Back when I worked at Cadence in the early 2000s, we acquired an entire division of IBM employees by IBM essentially selling their indentures. Apparently, we had a need for their services, and they were all older guys, so bingo, bango, instead of contracting with IBM, they sold us the division. And that was when Cadence was still gobbling up small companies like the Borg, so getting an IBM cast-off was right in the playbook.

And boy, were these guys pissed, because suddenly they had a new set of lesser benefits/retirement packages. It was really hard to work with them, as there was all this simmering resentment. (Never mind our division, being another acquisition by Cadence of Borg, had our own issues.) However, they also got downsized along with many of the rest of us, when Cadence got caught in some problematic business dealings. Fire or frying pan, what fun!

Why machine-learning chatbots find it difficult to respond to idioms, metaphors, rhetorical questions, sarcasm

Jilara

Re: One word: DUH!

"This is a really hard piece of cake" should create all sorts of issues. Idiom? Literal? Sarcasm/irony?

84-year-old fined €250,000 for keeping Nazi war machines – including tank – in basement

Jilara

Re: Ha!

Yeah, possibly like those folks (haven't seen the book) I don't fit any stereotypes.
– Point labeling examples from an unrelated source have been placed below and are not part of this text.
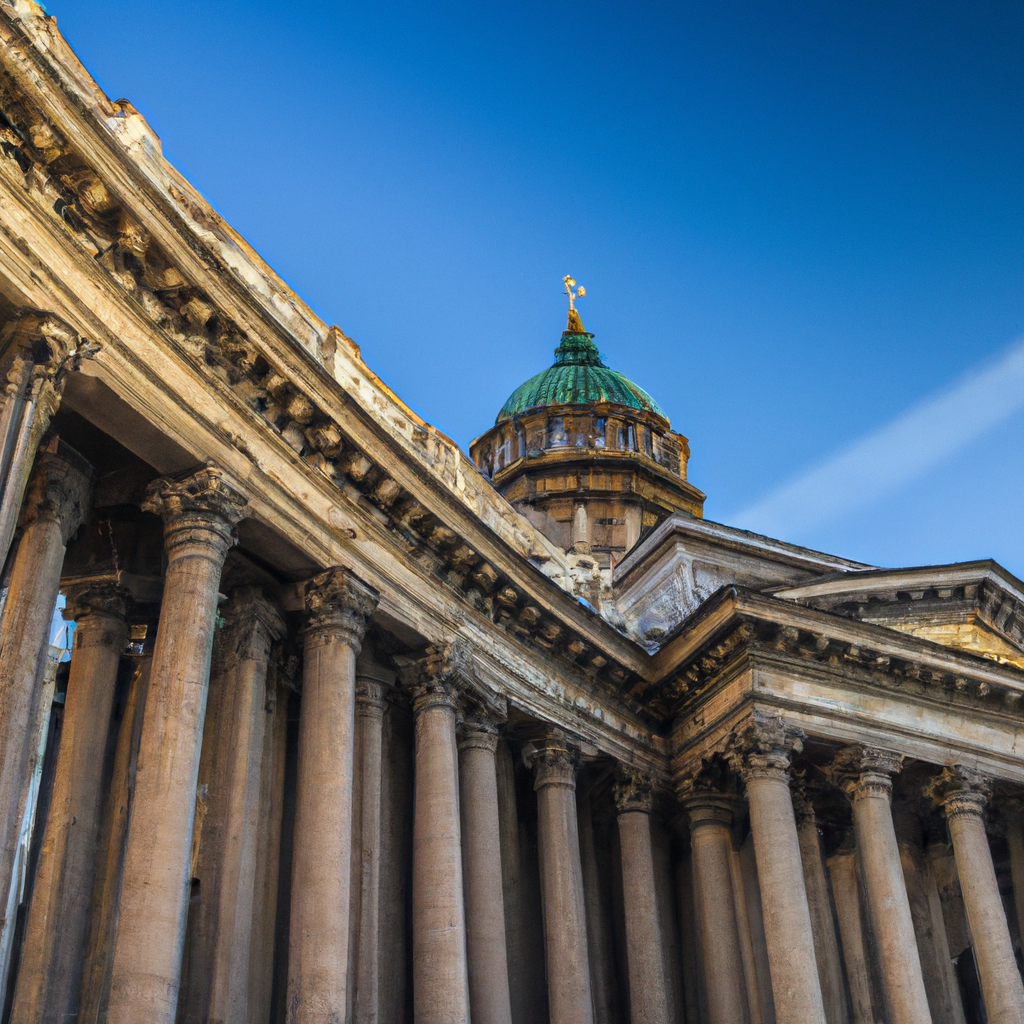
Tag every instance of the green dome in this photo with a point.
(578, 378)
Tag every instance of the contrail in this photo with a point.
(883, 461)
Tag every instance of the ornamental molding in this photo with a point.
(962, 792)
(633, 790)
(59, 488)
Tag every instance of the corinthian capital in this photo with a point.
(204, 500)
(865, 771)
(633, 790)
(37, 349)
(59, 488)
(762, 747)
(251, 627)
(338, 607)
(961, 791)
(552, 760)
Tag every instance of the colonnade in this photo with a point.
(772, 931)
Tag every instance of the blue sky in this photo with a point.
(798, 223)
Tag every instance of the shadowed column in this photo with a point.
(440, 980)
(54, 507)
(866, 774)
(964, 795)
(710, 813)
(229, 768)
(644, 953)
(481, 857)
(199, 512)
(822, 924)
(338, 606)
(372, 683)
(569, 995)
(764, 756)
(50, 973)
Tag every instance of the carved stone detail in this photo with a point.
(862, 771)
(200, 507)
(252, 625)
(962, 791)
(338, 607)
(633, 790)
(762, 745)
(59, 489)
(552, 760)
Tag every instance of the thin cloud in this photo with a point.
(882, 462)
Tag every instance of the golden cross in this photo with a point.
(579, 294)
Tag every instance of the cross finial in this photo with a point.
(579, 294)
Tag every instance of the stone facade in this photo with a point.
(339, 739)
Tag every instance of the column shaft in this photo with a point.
(481, 856)
(1015, 840)
(318, 937)
(886, 889)
(644, 952)
(199, 515)
(50, 973)
(796, 989)
(711, 843)
(843, 868)
(819, 903)
(569, 994)
(370, 706)
(229, 768)
(57, 499)
(1000, 981)
(440, 984)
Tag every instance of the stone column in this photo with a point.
(644, 954)
(602, 966)
(481, 861)
(926, 909)
(964, 795)
(866, 776)
(569, 994)
(711, 815)
(54, 508)
(822, 923)
(50, 973)
(229, 768)
(763, 754)
(843, 869)
(372, 683)
(440, 982)
(338, 607)
(37, 349)
(1014, 817)
(199, 512)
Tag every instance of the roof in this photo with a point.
(579, 377)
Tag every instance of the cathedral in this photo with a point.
(357, 729)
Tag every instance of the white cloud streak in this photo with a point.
(880, 463)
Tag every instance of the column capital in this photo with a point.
(203, 506)
(338, 607)
(865, 771)
(961, 792)
(102, 597)
(435, 679)
(480, 728)
(37, 349)
(552, 760)
(633, 790)
(59, 488)
(252, 626)
(762, 745)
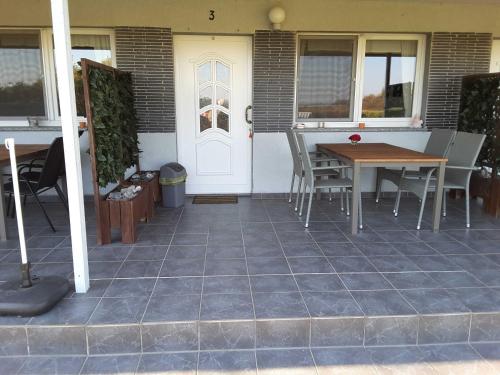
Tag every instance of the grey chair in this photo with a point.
(298, 170)
(438, 145)
(339, 181)
(461, 159)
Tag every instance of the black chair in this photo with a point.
(33, 183)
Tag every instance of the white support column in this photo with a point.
(67, 102)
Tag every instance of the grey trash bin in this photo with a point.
(173, 184)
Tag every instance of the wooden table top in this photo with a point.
(377, 153)
(23, 152)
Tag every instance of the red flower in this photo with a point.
(355, 138)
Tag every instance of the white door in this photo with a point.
(213, 90)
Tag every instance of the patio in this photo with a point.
(213, 278)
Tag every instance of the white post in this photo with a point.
(67, 103)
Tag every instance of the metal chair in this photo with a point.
(438, 144)
(339, 181)
(298, 170)
(461, 159)
(47, 179)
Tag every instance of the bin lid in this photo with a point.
(172, 170)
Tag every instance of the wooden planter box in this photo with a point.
(152, 191)
(125, 214)
(488, 190)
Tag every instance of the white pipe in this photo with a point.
(67, 103)
(10, 145)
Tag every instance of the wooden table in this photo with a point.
(23, 153)
(383, 155)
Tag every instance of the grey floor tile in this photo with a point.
(271, 266)
(178, 286)
(411, 280)
(348, 361)
(432, 301)
(319, 283)
(52, 365)
(130, 288)
(291, 361)
(329, 304)
(226, 284)
(148, 253)
(279, 305)
(332, 249)
(227, 362)
(173, 308)
(273, 283)
(225, 267)
(119, 310)
(226, 307)
(310, 265)
(351, 264)
(168, 363)
(365, 281)
(383, 302)
(182, 267)
(225, 252)
(123, 365)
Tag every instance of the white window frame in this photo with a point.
(52, 117)
(358, 65)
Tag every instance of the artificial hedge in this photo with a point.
(480, 113)
(114, 122)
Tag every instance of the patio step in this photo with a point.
(169, 336)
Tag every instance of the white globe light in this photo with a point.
(276, 16)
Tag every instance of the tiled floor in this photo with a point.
(249, 276)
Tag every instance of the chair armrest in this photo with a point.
(331, 167)
(463, 168)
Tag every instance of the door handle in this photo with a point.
(248, 108)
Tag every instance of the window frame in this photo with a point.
(52, 117)
(358, 66)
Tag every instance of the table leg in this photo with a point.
(438, 197)
(356, 191)
(3, 230)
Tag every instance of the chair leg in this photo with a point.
(348, 209)
(422, 206)
(341, 199)
(62, 197)
(44, 212)
(379, 185)
(291, 188)
(304, 192)
(360, 212)
(9, 201)
(309, 208)
(467, 207)
(298, 194)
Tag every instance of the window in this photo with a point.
(92, 47)
(21, 75)
(28, 82)
(325, 78)
(389, 78)
(369, 78)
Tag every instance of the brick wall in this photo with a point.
(273, 80)
(452, 56)
(148, 53)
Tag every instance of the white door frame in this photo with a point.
(179, 136)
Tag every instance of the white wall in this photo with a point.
(272, 162)
(158, 149)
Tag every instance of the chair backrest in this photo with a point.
(54, 164)
(306, 161)
(439, 142)
(292, 141)
(463, 153)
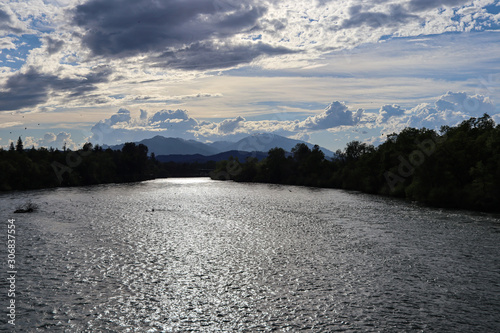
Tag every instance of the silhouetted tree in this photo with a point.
(19, 145)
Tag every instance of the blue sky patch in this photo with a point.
(15, 58)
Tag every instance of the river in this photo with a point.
(201, 255)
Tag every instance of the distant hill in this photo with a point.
(241, 155)
(160, 145)
(266, 141)
(167, 146)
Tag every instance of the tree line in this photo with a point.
(26, 169)
(457, 167)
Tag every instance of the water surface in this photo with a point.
(202, 255)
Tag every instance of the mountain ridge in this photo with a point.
(262, 142)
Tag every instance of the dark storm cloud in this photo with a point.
(6, 23)
(125, 27)
(181, 31)
(206, 56)
(396, 15)
(54, 45)
(420, 5)
(33, 88)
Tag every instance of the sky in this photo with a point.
(326, 72)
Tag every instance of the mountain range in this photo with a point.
(160, 145)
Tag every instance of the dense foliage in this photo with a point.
(458, 167)
(22, 169)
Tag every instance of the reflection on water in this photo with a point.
(201, 255)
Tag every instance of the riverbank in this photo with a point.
(459, 167)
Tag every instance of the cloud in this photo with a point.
(449, 109)
(210, 55)
(121, 127)
(388, 111)
(394, 15)
(9, 23)
(51, 140)
(336, 114)
(421, 5)
(230, 125)
(32, 88)
(190, 34)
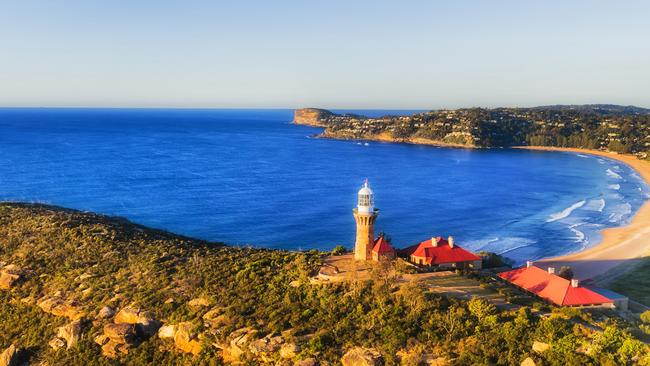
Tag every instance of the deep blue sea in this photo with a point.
(250, 177)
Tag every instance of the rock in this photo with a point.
(70, 333)
(359, 356)
(198, 302)
(528, 362)
(306, 362)
(311, 116)
(112, 348)
(146, 324)
(105, 313)
(9, 275)
(56, 343)
(102, 339)
(235, 348)
(167, 331)
(59, 307)
(121, 333)
(264, 348)
(540, 347)
(186, 340)
(289, 350)
(9, 357)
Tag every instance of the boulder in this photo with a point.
(56, 343)
(186, 339)
(236, 345)
(199, 302)
(265, 348)
(359, 356)
(167, 331)
(540, 347)
(70, 333)
(9, 275)
(60, 307)
(146, 324)
(289, 350)
(121, 333)
(9, 357)
(528, 362)
(306, 362)
(105, 313)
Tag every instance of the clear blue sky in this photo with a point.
(333, 54)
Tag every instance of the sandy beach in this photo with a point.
(620, 246)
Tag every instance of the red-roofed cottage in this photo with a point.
(382, 249)
(553, 288)
(442, 252)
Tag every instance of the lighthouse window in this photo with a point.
(364, 200)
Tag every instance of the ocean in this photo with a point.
(250, 177)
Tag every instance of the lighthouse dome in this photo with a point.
(366, 203)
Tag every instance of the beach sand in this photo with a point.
(621, 245)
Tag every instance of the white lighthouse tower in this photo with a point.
(365, 215)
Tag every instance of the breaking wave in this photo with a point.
(566, 212)
(612, 174)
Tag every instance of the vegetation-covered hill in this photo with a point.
(79, 288)
(624, 129)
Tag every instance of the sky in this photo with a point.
(330, 54)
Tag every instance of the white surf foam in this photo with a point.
(580, 236)
(596, 205)
(566, 212)
(620, 213)
(612, 174)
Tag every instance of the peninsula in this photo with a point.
(622, 129)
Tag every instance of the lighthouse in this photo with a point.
(365, 215)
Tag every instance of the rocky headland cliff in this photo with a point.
(623, 129)
(80, 288)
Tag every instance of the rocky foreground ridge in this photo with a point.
(79, 288)
(608, 127)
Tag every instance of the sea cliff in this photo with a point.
(81, 288)
(601, 127)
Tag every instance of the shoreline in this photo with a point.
(620, 247)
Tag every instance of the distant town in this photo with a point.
(622, 129)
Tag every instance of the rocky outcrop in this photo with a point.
(166, 331)
(359, 356)
(265, 348)
(540, 347)
(9, 357)
(105, 313)
(198, 302)
(528, 362)
(311, 116)
(146, 324)
(186, 339)
(67, 335)
(216, 318)
(61, 307)
(117, 338)
(9, 275)
(306, 362)
(236, 344)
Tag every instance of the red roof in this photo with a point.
(554, 288)
(382, 246)
(442, 253)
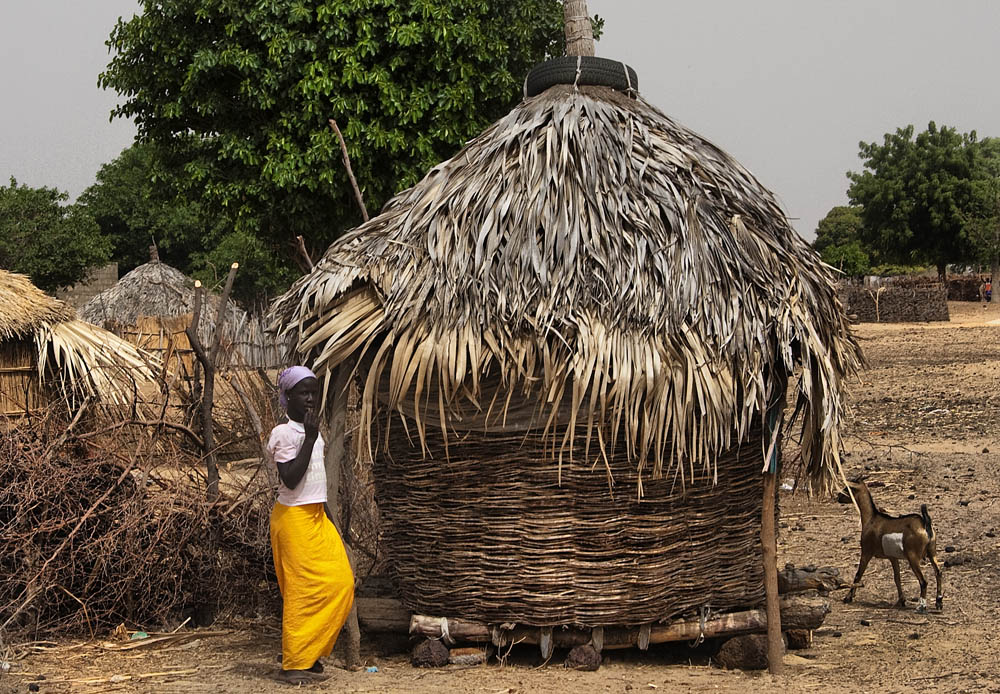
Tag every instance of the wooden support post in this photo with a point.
(208, 358)
(642, 641)
(769, 550)
(545, 642)
(335, 460)
(578, 29)
(597, 638)
(797, 612)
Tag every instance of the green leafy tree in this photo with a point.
(53, 243)
(241, 92)
(838, 241)
(916, 194)
(984, 221)
(136, 202)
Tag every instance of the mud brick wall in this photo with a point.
(895, 304)
(96, 281)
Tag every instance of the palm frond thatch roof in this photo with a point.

I'm a liberal woman who has owned three repro cannons at different times, has a safe full of (mostly black powder) weapons ranging from a repro 1630 Dutch carbine (for English Civil War reenacting) to a vintage 20 gauge shotgun. (And have fired all of them, some a LOT.) I also have a small collection of antique swords (and know how to use them). We Americans are a motley lot.

How to keep your enterprise up to date by deploying the very latest malware

Jilara

Back in the early '90's, I started work at a new company while it was literally in the midst of a move to new, larger facility. There were only two IT guys, and they were hugely overwhelmed, so setting up my workstation was one more thing to deal with. So someone got the idea to just clone the workstation of one of my co-workers who had all of the programs and utilities I would be using.

Except it turns out that, having had a private office, he had a "special" screensaver, unbeknownst to the IT guys. They set me up, turned on my workstation, and up came the cycling photos of the screensaver, which apparently was named "Beach Bums." A bit of panic ensued, and then they tried to disable the screensaver, which was having none of it. Finally, a manager came in, laughed, turned my monitor to the wall, and told me to take the rest of the day off while they "worked out the kinks." And apparently told said co-worker to be careful of what he loaded on his computer.